Member of the KwaZulu-Natal Provincial Legislature
- In office 21 May 2014 – 7 May 2019

Deputy Provincial Chairperson of the African National Congress in KwaZulu-Natal
- In office 1994–1996
- Chairperson: Jacob Zuma
- Preceded by: Position established
- Succeeded by: S'bu Ndebele

Personal details
- Born: Zibuse Michael Mlaba 21 September 1955
- Died: 21 October 2021 (aged 66)
- Citizenship: South Africa
- Party: African National Congress
- Other political affiliations: Congress of Traditional Leaders of South Africa
- Spouse: Bongi Sithole-Moloi ​(divorced)​

= Zibuse Mlaba =

South African politician (1955–2021)

Zibuse Michael Mlaba (21 September 1955 – 21 October 2021) was a South African politician and traditional leader who represented the African National Congress (ANC) in the KwaZulu-Natal Provincial Legislature between 2014 and 2019. He acted as the chief regent of the amaXimba from 1988 to 2008 and during apartheid was an outspoken supporter of the ANC.

== Political career ==
Mlaba was born on 21 September 1955. Between 1988 and 2008, he acted as the chief regent of the amaXimba of KwaXimba outside Cato Ridge in Natal province, later incorporated into KwaZulu-Natal. He was a founding member of the Congress of Traditional Leaders of South Africa (Contralesa) and in 1989 was a member of a Contralesa delegation that visited the exiled ANC leadership in Lusaka. He openly declared his support for the ANC, even as the region was consumed by political violence between ANC supporters and supporters of the rival Inkatha.
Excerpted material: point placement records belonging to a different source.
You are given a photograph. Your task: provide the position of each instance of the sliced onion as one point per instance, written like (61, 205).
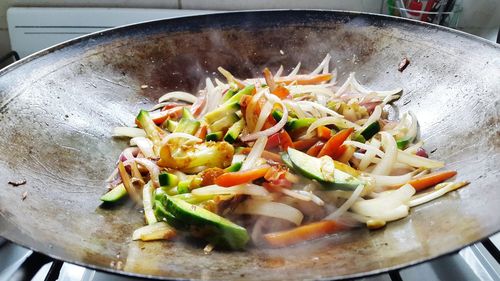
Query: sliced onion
(346, 86)
(238, 158)
(323, 65)
(347, 204)
(389, 98)
(413, 128)
(154, 170)
(390, 155)
(332, 120)
(129, 153)
(418, 161)
(396, 166)
(442, 189)
(397, 213)
(254, 154)
(313, 89)
(368, 155)
(162, 104)
(128, 132)
(270, 209)
(264, 114)
(312, 197)
(319, 107)
(178, 95)
(247, 189)
(145, 145)
(249, 113)
(366, 147)
(212, 97)
(295, 108)
(295, 70)
(293, 193)
(375, 116)
(157, 231)
(189, 137)
(414, 148)
(273, 129)
(387, 181)
(385, 201)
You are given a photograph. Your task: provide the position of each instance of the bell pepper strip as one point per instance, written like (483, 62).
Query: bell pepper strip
(315, 149)
(241, 177)
(302, 233)
(304, 144)
(333, 144)
(305, 79)
(265, 154)
(324, 133)
(431, 179)
(202, 132)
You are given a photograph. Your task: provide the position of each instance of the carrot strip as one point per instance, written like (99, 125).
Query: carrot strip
(305, 79)
(324, 133)
(302, 233)
(304, 144)
(241, 177)
(315, 149)
(333, 144)
(431, 179)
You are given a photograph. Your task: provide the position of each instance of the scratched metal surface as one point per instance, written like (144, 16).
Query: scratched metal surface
(58, 108)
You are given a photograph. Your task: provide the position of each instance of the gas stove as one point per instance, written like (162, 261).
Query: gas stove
(480, 261)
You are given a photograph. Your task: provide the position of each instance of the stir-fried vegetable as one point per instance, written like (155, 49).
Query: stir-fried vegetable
(290, 157)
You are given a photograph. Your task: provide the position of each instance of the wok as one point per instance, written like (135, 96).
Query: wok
(58, 108)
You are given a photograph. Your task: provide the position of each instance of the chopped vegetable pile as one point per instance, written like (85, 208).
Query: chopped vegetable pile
(274, 161)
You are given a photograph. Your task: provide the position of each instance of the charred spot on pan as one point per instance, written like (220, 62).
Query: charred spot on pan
(17, 182)
(403, 64)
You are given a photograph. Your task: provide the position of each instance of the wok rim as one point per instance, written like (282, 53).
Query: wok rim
(172, 20)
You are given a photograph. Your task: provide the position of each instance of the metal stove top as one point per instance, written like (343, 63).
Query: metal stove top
(480, 261)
After the ANC was unbanned in 1990, Mlaba was a prominent local leader of the party in the Natal Midlands region. From 1994 to 1996, he was the Deputy Provincial Chairperson of the ANC's KwaZulu-Natal branch, serving under Provincial Chairperson Jacob Zuma. He also represented the ANC in the KwaZulu-Natal Legislature. He was elected to his last term in his seat in the 2014 general election, ranked 52nd on the ANC's provincial party list. He stood for re-election in the 2019 general election but was ranked 77th on the ANC's party list and did not secure a seat.

== Personal life and death ==
He was formerly married to ANC politician Bongi Sithole; they divorced. At the time of his death, he was married to Sindi and had 13 children.

He died on 21 October 2021 at Wareing’s Shopping Centre in Cato Ridge. He was entering his office when he was shot seven times by two anonymous gunmen in a presumed assassination.